The outlaw: Matthew McConaughey – Dallas Buyer’s Club (director: Jean-Marc Vallée):
FYC: The film, loosely based on the true story of Ron Woodroof, a pill-popping, promiscuous, homophobe who was diagnosed as hiv-positive in 1986, tells how he survived for six years in the midst of an epidemic and inadvertently helped pioneer the Dallas Buyer’s Club—the first organization to smuggle and sell illegal, non-toxic, anti-viral medications to paying hiv patients in the u.s.. Images of an emaciated McConaughey have been surfacing for some time, generating a considerable amount of buzz for the actor who is experiencing a career upswing with one critically acclaimed performance after another (see 2011’s Killer Joe, 2012’s Mud and Magic Mike). McConaughey hasn’t enjoyed this sort of acclaim since well, ever, but he does seem to be circling around Oscar with the type of performances he’s been delivering. In fact, this year, like last year, he has not one, but two chances, with a supporting role in the aforementioned The Wolf of Wall Street. Critics will get their first glimpse of Buyer’s this month during the Toronto Film Festival, which will give us an idea of whether McConaughey will be in or out come Oscar voting time, but for now it seems anything is possible.

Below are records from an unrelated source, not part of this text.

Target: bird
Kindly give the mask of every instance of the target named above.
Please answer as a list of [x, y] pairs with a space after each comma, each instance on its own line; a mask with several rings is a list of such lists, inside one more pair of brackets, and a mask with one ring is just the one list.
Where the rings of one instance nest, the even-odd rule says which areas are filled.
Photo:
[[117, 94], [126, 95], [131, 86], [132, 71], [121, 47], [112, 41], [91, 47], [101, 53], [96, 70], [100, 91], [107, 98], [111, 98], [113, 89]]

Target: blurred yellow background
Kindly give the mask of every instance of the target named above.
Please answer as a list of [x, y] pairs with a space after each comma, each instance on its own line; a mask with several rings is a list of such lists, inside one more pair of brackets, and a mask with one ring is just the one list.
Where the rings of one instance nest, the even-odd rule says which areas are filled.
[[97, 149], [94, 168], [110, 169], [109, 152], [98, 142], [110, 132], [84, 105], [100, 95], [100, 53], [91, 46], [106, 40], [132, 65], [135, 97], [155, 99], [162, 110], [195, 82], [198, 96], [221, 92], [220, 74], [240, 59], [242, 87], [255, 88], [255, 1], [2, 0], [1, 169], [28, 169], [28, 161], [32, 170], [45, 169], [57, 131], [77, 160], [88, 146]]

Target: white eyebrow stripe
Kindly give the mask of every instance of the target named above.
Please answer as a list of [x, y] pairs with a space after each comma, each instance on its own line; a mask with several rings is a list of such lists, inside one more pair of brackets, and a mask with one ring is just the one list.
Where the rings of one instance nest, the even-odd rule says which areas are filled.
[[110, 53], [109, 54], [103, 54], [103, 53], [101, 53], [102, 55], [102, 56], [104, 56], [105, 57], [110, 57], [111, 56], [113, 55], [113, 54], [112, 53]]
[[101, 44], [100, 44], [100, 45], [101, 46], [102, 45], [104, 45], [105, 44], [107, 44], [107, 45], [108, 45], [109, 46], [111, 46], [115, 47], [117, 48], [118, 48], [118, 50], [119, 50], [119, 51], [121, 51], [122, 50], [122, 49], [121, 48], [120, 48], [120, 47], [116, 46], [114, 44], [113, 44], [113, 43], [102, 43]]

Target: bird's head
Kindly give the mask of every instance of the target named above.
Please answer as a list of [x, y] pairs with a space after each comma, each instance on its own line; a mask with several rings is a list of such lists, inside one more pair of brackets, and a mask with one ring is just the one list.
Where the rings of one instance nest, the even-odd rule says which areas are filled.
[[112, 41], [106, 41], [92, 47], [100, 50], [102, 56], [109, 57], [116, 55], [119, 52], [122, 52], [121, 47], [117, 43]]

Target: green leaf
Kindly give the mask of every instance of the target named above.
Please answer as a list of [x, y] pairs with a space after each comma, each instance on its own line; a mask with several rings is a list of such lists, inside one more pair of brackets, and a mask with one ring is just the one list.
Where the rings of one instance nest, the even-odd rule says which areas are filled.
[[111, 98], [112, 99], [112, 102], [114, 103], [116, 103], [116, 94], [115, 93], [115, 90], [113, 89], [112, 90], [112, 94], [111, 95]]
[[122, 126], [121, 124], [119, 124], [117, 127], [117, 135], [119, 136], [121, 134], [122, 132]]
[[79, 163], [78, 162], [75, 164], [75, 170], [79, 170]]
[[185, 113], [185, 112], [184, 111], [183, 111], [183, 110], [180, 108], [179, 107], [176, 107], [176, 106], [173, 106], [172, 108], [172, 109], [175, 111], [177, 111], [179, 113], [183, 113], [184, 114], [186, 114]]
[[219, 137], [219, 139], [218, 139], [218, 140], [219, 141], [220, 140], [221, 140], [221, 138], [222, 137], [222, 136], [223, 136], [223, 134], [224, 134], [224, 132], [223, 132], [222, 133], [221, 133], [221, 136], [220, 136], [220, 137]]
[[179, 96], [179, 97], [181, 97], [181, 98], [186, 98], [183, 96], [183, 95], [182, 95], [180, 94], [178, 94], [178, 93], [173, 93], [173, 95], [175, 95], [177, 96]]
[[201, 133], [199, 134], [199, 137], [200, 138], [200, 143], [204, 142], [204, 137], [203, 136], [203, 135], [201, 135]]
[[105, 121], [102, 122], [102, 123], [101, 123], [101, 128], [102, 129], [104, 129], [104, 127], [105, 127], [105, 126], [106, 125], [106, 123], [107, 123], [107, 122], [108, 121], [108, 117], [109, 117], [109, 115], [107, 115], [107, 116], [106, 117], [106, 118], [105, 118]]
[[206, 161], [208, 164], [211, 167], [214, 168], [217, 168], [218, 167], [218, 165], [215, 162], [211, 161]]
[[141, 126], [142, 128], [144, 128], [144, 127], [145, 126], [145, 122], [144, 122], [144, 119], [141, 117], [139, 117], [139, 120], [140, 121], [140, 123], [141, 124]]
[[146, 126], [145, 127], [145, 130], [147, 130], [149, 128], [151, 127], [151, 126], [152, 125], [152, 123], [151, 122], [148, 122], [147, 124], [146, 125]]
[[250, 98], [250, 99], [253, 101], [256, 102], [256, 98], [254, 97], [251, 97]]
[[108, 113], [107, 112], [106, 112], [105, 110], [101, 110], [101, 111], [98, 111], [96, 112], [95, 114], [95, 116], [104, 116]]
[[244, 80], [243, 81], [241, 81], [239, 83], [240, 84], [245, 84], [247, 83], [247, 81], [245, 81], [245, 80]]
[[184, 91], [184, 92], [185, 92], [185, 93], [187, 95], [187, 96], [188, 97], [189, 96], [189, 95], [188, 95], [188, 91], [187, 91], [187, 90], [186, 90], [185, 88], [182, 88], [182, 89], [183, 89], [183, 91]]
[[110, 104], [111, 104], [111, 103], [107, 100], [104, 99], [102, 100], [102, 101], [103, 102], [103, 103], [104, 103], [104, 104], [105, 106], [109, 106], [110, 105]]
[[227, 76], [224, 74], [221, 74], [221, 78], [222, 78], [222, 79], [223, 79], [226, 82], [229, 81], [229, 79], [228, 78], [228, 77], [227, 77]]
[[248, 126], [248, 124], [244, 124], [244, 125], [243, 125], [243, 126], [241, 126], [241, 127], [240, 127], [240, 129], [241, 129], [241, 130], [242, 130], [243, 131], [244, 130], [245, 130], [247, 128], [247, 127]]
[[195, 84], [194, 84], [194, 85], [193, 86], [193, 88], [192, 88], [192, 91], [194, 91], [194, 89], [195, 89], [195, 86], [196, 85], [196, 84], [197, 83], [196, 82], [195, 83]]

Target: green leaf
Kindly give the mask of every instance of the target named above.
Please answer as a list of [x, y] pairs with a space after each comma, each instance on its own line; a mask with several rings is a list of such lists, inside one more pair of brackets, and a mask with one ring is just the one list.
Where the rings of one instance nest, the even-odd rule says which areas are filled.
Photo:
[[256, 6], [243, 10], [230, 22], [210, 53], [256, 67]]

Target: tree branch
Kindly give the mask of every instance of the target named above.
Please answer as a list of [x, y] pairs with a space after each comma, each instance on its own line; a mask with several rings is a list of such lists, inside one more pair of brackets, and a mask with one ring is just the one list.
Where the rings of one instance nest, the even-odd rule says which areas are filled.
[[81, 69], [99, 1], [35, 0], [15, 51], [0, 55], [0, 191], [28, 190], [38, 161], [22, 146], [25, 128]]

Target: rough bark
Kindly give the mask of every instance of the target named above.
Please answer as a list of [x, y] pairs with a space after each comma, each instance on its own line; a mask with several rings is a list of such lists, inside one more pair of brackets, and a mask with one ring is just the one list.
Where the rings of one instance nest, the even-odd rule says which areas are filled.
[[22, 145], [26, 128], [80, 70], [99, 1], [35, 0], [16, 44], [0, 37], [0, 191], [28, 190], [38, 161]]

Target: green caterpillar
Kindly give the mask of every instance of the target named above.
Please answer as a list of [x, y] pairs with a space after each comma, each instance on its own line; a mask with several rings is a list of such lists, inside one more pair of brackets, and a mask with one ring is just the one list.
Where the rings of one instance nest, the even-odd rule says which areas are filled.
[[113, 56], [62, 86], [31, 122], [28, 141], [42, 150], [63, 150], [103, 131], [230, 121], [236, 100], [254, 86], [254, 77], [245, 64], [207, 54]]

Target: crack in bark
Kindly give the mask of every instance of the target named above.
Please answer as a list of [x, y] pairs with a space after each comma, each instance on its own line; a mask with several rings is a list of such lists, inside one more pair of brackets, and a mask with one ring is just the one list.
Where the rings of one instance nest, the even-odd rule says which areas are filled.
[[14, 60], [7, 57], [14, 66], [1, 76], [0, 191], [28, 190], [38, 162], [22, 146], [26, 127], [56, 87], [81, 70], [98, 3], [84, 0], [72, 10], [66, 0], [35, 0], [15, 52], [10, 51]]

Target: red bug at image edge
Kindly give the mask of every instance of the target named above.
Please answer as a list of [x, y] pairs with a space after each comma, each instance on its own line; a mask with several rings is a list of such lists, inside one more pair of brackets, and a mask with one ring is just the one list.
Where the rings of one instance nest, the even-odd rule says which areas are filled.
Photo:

There are several other leading performances to be seen this year than I can cover in this space. From the It-Brit, Benedict Cumberbatch, in The Fifth Estate and Oscar Isaac’s folk singer in Inside Llewyn Davis to Christian Bale’s con man extraordinaire in American Hustle, any one of them could unseat anyone I’ve covered here or one another, for that matter. It all depends on which way the wind blows, or if you prefer, which way the pendulum swings.